The Greatest Story Ever Told: If this movie was half as long, and had 90% less sanctimonious mic dropping from Jesus, this would be a pretty cool fantasy film. That they used the American West as a backdrop lends a sort of surreal vibe to the familiar story. And Charlton Heston’s caveman preacher, John the Baptist is wildly wonderful. There are some great scenes, to be sure. But the film is well over three hours long, and by the time Heston exits, it starts to feel like the post-chariot race Ben Hur. And the fact of the matter is, in this film, Jesus is absolutely insufferable. I love Max Van Sydow, but he makes you want to kick his teeth in with his cloying, condescending self-righteousness.
Skyjacked: Totally bonkers, this movie is a heck of a lot of fun. All the silly tropes come rolling out and get an almost exploitation treatment. James Brolin is wonderfully over the top. It’s all goofy, but very watchable.
Brad and I were in for the long haul and Rebecca joined us at about the point Jesus was getting done in, but around the end of Skyjacked, people started coming in. I played an old live TV thing called A Bolt of Lightning as we got food and said hello.

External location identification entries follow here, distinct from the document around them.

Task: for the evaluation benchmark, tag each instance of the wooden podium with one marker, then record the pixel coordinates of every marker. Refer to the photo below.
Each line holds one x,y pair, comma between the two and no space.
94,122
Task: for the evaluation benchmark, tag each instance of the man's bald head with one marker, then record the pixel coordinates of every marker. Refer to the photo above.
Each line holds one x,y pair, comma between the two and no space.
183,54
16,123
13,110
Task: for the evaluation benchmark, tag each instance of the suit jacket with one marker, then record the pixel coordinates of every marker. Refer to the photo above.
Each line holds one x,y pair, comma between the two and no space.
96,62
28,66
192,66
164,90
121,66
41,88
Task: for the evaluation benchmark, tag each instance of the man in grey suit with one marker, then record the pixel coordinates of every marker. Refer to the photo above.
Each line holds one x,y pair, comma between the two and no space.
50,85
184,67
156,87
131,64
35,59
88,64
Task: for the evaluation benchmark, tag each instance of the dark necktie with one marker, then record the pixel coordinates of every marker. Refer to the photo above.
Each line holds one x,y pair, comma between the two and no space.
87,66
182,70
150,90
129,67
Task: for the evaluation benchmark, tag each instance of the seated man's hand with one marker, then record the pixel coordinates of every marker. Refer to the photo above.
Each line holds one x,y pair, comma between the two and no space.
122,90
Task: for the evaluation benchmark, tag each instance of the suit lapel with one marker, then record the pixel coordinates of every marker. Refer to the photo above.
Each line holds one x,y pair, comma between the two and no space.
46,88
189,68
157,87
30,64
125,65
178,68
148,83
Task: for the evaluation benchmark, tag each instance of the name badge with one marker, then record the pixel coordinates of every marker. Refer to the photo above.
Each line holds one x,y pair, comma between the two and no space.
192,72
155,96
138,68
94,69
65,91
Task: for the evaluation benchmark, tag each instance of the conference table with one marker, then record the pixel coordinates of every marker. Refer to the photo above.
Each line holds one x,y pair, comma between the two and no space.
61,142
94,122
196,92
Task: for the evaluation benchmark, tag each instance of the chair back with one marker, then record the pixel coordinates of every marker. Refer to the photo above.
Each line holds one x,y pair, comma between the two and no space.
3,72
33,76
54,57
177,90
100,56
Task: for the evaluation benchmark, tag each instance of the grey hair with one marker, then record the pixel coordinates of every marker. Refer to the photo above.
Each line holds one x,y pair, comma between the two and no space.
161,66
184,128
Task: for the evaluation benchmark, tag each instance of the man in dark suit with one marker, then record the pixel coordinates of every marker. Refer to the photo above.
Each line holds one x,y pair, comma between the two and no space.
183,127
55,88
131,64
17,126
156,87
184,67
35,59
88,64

Earthquake: One of my favorite, if not my favorite, disaster films, Earthquake is a sprawling movie with subplots to spare. George Kennedy is especially awesome as the bitter, but eventually heroic cop. There’s family melodrama, a kid in a coma, a creepy rapist with a gun, and a whole lot of shakin’ going on.
Airport 1975: “The stewardess is flying the plane!” I wish this movie was less dull. There are some good bits and some fun moments. But I could have used a bit more sleaze, a bit more silly. It takes itself so danged serious. Still, a fun group watch.
Beneath the Planet of the Apes: While plenty of complaints about technical issues might be valid, and one could be bothered by the introduction of weirder elements, I enjoy the heck out of this follow-up to the classic. I like that they don’t simply repeat the original’s story, and make the attempt to do something even more ambitious. It doesn’t always work, but it’s an interesting attempt. And that ending. Nuts. That’s rough. The end of the first movie is a brain breaker. The end of the second is a soul crusher.
And that was it. Good food. Good company. Good (mostly) movies. What more could a Dork want?